Can ultra-wideband turn an ordinary smartphone into a centimeter-accurate museum guide?



As museums worked to rebuild attendance, we asked whether ultra-wideband — the centimeter-precise radio tech newly arriving in smartphones — could power a better indoor guide. We built an Android prototype that detects UWB anchors and delivers contextual exhibit content the moment a visitor steps into range.
UWB Art Guide
2022
UWB chips shipping in smartphones, promise centimeter-level positioning. We wanted to test, with healthy skepticism, whether that new capability was ready to carry a real indoor-navigation product.
An Android (Kotlin) prototype that locates UWB anchors in real time and notifies the visitor when they enter an exhibit's range, surfacing a description, images, and optional audio.
The problem space
Indoor positioning is the gap GPS never closed — it doesn't work well inside buildings. BLE/Bluetooth beacons partly filled it but with coarse accuracy. UWB changes the ceiling: operating in the 3.1–10.6 GHz band, away from the crowded 2.4 GHz spectrum, it locates devices to within centimeters. The open question for 2022: now that UWB chips were appearing in phones but official SDKs were brand new, was the technology mature enough to build a real consumer experience on — or still a lab curiosity?
UWB positioning precision — vs. metre-level for BLE
first UWB chips ship in smartphones (Apple leads; others follow ~a year later)
UWB radio band, clear of the crowded 2.4 GHz spectrum
Technology choices
What we evaluated, what we chose, and why. The honest framing: this was a feasibility probe, not a product bet.

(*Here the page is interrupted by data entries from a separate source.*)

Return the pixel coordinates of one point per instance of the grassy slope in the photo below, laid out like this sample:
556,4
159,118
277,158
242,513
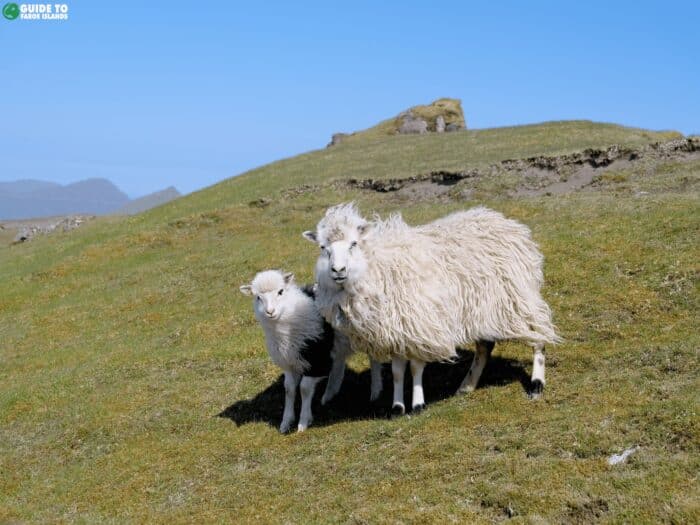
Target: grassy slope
121,342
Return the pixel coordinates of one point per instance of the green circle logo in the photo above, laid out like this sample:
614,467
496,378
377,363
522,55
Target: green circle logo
10,11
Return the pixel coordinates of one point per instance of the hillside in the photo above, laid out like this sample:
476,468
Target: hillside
135,385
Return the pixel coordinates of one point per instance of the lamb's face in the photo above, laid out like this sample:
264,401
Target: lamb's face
342,261
270,290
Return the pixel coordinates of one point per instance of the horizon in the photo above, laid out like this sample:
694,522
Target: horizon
189,101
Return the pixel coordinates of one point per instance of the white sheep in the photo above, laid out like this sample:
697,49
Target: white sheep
417,293
298,340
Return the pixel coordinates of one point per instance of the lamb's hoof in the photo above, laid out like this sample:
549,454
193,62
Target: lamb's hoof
397,410
536,389
418,408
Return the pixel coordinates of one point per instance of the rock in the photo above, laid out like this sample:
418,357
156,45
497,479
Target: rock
616,459
410,124
337,138
28,231
440,124
262,202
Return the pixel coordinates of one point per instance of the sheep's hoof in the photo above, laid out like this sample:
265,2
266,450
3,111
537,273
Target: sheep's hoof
536,389
397,410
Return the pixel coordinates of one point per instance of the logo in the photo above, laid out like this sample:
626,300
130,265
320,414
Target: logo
35,12
10,11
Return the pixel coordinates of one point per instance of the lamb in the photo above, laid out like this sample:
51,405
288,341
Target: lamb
298,340
416,294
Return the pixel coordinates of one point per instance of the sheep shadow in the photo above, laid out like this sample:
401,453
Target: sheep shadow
440,381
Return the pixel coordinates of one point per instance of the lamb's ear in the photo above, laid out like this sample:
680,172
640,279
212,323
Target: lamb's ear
310,236
364,229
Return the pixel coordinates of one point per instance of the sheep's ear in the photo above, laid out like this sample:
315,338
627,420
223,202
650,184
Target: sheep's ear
310,236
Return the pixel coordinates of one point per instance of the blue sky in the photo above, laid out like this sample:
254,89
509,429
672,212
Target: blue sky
189,93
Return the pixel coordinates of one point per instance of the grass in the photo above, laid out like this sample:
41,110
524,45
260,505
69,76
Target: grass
135,386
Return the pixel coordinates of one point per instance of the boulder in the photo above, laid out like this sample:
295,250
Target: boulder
337,138
440,124
411,124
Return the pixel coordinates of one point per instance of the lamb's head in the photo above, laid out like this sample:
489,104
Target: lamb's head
272,293
341,235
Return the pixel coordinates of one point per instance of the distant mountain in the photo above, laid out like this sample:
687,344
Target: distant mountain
149,201
25,199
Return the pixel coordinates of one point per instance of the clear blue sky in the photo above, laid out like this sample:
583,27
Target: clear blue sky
188,93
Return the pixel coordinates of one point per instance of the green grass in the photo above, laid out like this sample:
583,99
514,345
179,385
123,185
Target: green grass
123,341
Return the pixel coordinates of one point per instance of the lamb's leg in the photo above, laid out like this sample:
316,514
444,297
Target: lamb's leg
537,380
291,380
375,368
481,356
418,400
335,379
398,369
307,389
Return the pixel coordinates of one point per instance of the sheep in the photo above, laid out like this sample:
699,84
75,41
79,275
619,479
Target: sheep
404,293
298,340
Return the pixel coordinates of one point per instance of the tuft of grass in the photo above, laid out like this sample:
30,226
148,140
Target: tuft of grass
135,384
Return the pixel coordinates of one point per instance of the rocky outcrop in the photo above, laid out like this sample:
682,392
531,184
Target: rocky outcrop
411,124
442,115
26,232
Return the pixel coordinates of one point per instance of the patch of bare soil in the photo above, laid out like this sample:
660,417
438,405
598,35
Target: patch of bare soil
542,175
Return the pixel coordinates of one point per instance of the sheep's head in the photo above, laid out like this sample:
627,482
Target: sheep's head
341,236
270,290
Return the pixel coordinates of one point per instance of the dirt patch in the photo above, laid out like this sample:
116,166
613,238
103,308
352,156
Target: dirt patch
542,175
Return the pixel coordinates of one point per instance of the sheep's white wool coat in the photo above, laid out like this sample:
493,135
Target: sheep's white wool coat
300,322
472,275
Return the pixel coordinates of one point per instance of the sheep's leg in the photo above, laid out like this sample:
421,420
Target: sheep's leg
307,389
291,380
418,400
481,356
537,380
376,374
335,379
398,369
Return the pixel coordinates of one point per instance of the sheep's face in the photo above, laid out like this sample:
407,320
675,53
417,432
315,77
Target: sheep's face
342,261
270,290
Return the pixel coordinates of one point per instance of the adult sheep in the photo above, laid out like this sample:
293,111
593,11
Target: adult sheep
418,293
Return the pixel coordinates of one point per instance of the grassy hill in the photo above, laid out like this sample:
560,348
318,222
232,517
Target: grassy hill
135,385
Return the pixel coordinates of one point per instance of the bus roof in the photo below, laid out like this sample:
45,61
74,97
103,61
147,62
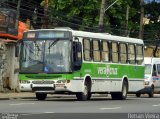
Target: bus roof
103,36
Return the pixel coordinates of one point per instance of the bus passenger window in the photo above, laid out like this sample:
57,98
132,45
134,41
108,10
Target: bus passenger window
123,53
96,50
105,51
115,52
131,54
139,54
154,73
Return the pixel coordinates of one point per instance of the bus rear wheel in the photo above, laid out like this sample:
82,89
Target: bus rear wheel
121,95
41,96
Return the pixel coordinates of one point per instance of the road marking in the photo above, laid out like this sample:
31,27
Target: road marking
26,114
22,104
49,112
110,108
156,105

The whole point of the experiment. Centimeter precision and resilience to interference promised exhibit-level location triggering that BLE couldn't match — if the phone-side implementation held up.
At the time, UWB developer access was more open on Android than iOS, so we built Android-first to actually exercise the radio.
Exhibit content (descriptions, images, audio, trigger ranges) is managed in Airtable — fast to stand up and editable by non-developers, right-sized for a prototype.
The mature, conventional approach. Rejected for this experiment because metre-level accuracy wouldn't demonstrate UWB's distinctive value — though it remains the pragmatic choice where centimeter precision isn't required.
Deferred. UWB API access was more restricted on iOS in 2022; Android gave us a faster path to a working ranging prototype.
The POC in action
The working thing — capabilities, not a scope list.
When a visitor enters an exhibit's range, the app fires a notification and surfaces a description, image, and — where available — an interactive audio player.
A fully touch-enabled plan with exhibit pins, visible trigger ranges, favorites, and a scrollable exhibit list, plus a guided UWB connection flow.
Once connected, the app shows the visitor's position and the distance to each exhibit.
Museum staff manage all exhibit data through an Airtable admin panel that feeds the app.
Results & takeaways
The honest findings are the point of this one — limitations build more credibility than a polished win.
Anchors, proximity triggers, the floor plan, and content delivery all came together into a coherent, usable guide.
It's technically viable but drains the battery fast, shows stability issues, and works best for a single static measurement rather than continuous ranging. In crowds, the signal passing through people degrades distance accuracy.
Few Android phones shipped UWB chips, and commercial beacons were early-stage (e.g., Estimote had no Android SDK at the time) — limiting any real-world rollout.
Strong potential as the hardware matures. The honest evaluation: UWB's centimeter precision is real but still power-hungry and thin on supported devices, so the clearest near-term industries are access control and security, logistics and warehousing (asset tracking), and retail payments — with indoor guides following as phones and beacons catch up. Where precision matters less, the same UX can ship today on BLE.